Company law is, broadly speaking, the rules, regulations and legislation that act to govern the conduct of companies operating in the UK economy. This is an important area of law because corporations now own more wealth than any other type of organisation, and this bestows a disproportionate amount of power upon them.

What is a company?

Anyone attempting to answer the question ‘what is UK company law’ must begin with a definition of the modern company.

The ‘company’ or ‘corporation’ has become the dominant mode of generating wealth in the UK, with companies hiring more people than any other kind of organisation.

A company, otherwise known as a corporation, is a formal type of business association in which a publicly registered company charter ensures that it has a ‘separate legal personality’ from its members and it has its own privileges and liabilities, distinct from its members.

Companies are governed by corporate law and have a unique structure.

A company is typically made up of a management structure that oversees the day to day running of the company as well as shareholders who own the shares of stock of the company and employees who sell their labour to the company in return for a wage.

Most companies operate on the basis of ‘limited liability.’ This means that if the company should fail or go bankrupt then the shareholders will lose money and the employees their jobs but they will not be liable for any further debts that the company has.

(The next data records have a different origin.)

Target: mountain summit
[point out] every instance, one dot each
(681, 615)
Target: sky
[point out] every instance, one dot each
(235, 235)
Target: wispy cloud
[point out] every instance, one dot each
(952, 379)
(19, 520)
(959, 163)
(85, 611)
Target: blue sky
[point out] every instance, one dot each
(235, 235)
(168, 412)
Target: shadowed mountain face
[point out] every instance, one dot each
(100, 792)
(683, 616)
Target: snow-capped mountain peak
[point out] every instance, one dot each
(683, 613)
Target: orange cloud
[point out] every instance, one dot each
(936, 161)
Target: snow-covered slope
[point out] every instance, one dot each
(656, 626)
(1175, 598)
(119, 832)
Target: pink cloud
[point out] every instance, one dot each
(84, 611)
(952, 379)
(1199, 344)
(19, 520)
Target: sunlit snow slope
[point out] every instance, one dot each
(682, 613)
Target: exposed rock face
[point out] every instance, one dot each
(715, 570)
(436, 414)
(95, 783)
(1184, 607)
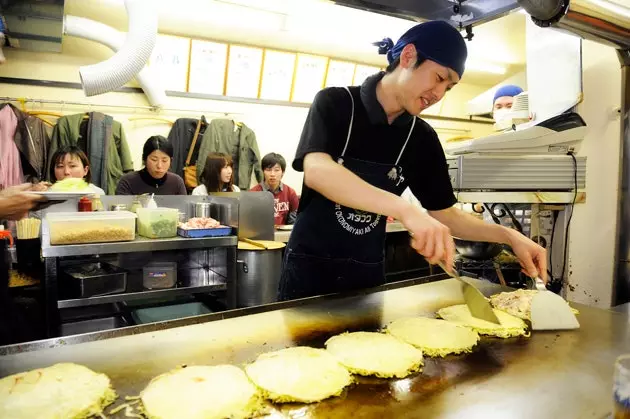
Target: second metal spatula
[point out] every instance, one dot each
(477, 303)
(549, 311)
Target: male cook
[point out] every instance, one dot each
(360, 148)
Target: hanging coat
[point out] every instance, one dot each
(32, 138)
(221, 137)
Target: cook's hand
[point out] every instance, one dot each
(429, 237)
(15, 202)
(531, 256)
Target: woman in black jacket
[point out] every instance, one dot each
(157, 154)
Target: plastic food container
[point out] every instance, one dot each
(159, 275)
(91, 227)
(204, 232)
(96, 279)
(158, 223)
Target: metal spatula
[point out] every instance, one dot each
(549, 311)
(477, 303)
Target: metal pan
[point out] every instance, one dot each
(477, 250)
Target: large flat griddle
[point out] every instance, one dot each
(549, 375)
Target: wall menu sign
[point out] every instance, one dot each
(208, 61)
(363, 72)
(244, 65)
(277, 75)
(169, 60)
(310, 73)
(340, 73)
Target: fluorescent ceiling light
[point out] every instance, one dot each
(485, 67)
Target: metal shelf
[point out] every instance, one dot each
(522, 197)
(140, 244)
(143, 295)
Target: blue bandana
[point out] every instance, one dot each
(435, 40)
(507, 90)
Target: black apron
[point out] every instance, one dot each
(333, 248)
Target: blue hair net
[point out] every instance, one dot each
(507, 90)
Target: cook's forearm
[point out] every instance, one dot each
(342, 186)
(468, 227)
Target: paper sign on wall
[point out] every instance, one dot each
(309, 77)
(340, 74)
(244, 71)
(169, 61)
(554, 71)
(277, 75)
(363, 72)
(207, 67)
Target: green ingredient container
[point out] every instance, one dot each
(159, 223)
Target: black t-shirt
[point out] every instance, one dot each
(373, 139)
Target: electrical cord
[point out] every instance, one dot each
(566, 233)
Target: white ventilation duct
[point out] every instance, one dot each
(131, 56)
(113, 39)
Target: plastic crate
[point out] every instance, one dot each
(196, 233)
(172, 312)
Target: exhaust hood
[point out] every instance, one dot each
(604, 21)
(466, 12)
(35, 25)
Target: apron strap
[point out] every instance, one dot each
(345, 147)
(413, 124)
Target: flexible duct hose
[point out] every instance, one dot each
(113, 39)
(131, 55)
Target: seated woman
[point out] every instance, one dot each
(154, 177)
(217, 175)
(71, 162)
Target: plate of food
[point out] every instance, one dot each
(199, 227)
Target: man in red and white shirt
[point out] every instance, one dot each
(284, 197)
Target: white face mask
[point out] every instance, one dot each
(501, 114)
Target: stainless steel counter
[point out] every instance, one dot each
(140, 244)
(549, 375)
(283, 236)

A company is also defined by the law as a legal person. This means they have the rights and obligations of a natural person including human rights. This facet of the modern company is known as its legal personality and represents the fact that is the subject of rights and obligations. This means that companies can be sued and even convicted of criminal offences such as manslaughter or fraud.

Despite UK company law considering companies to possess this legal personality, they can still only act through the employees that make up the day to day operations of the company. The law thus sets up a distinction between the company itself and the people who make up its composition. This distinction is legally known as the rules of attribution. This will allow for aggrieved third parties to sue the company itself rather than the employees and acts as a practical application of limited liability.

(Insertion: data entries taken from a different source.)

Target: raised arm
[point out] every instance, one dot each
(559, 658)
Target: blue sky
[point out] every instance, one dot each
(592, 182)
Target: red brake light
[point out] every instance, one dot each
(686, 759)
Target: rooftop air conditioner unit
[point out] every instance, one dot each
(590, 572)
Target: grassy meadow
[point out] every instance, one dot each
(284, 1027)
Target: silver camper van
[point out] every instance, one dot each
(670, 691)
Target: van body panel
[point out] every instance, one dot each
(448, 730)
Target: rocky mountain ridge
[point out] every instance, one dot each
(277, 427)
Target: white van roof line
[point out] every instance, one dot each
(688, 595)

United Kingdom company Law

The UK was the first country in the history of the world to draft modern company statutes.

As a result, modern companies can trace their history back to the industrial revolution, and UK company law has become widely influential throughout the Commonwealth and Europe. This model of company law has always given emphasis to the rights of companies to create their own internal rules and procedures on the condition that certain minimum rights are complied with.

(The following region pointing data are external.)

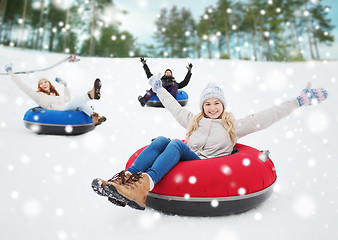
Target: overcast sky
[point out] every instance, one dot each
(142, 14)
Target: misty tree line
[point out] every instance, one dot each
(81, 27)
(272, 30)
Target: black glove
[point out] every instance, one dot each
(189, 67)
(142, 60)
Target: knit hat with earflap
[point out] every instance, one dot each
(212, 91)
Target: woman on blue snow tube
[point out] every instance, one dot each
(47, 97)
(210, 134)
(169, 83)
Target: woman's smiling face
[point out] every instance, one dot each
(213, 108)
(44, 84)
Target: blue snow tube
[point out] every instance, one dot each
(181, 97)
(56, 122)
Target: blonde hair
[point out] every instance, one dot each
(51, 88)
(227, 121)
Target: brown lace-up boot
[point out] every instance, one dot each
(134, 192)
(94, 93)
(99, 185)
(97, 120)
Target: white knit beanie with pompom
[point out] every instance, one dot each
(212, 91)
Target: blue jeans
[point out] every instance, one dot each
(161, 156)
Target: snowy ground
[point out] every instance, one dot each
(45, 180)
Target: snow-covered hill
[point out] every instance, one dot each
(46, 180)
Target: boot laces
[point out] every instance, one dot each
(119, 176)
(133, 179)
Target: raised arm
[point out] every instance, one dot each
(145, 67)
(261, 120)
(264, 119)
(182, 115)
(187, 77)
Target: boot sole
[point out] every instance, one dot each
(100, 190)
(115, 194)
(97, 87)
(98, 187)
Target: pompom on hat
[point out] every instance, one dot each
(212, 91)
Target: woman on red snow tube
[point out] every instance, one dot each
(210, 134)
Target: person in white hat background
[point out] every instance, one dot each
(46, 96)
(211, 133)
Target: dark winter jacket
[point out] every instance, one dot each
(168, 81)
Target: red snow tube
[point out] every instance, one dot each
(216, 186)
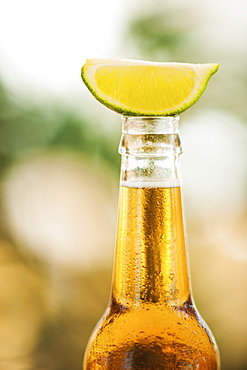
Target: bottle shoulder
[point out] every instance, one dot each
(160, 332)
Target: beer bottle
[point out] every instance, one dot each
(151, 322)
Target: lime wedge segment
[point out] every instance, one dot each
(134, 87)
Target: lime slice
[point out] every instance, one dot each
(135, 87)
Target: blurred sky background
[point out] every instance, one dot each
(59, 169)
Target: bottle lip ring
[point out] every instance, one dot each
(150, 124)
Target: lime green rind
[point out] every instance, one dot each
(171, 112)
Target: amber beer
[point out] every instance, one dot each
(151, 322)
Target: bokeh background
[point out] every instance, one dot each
(59, 169)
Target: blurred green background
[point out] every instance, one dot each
(59, 169)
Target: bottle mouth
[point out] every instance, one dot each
(150, 136)
(150, 125)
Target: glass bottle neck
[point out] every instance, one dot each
(150, 262)
(150, 148)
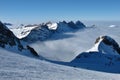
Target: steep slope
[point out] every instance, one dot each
(17, 67)
(104, 56)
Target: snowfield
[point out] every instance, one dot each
(17, 67)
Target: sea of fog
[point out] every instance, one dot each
(67, 48)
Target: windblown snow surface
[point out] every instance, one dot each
(65, 48)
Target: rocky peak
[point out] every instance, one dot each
(8, 38)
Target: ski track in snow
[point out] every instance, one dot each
(17, 67)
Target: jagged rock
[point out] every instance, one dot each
(46, 30)
(8, 38)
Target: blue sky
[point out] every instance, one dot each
(37, 11)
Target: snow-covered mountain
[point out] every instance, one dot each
(7, 38)
(45, 31)
(63, 51)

UK company law can be roughly divided into two areas:

  • Corporate Governance – this area of company law is concerned with obligations and rights that directors, shareholders and employees have within the company. UK company law is generally considered to be ‘shareholder friendly’ in that it is shareholders and not employees who typically have sole voting rights in meetings to change the company constitution, remove board members and create resolutions.
  • Corporate Finance – this area of company law is concerned with how companies raise money. They can choose to issue shares for sale which will increase the company’s capital, called equity finance. As an alternative to this the company can obtain money through taking out loans and paying off the interest, referred to as debt finance.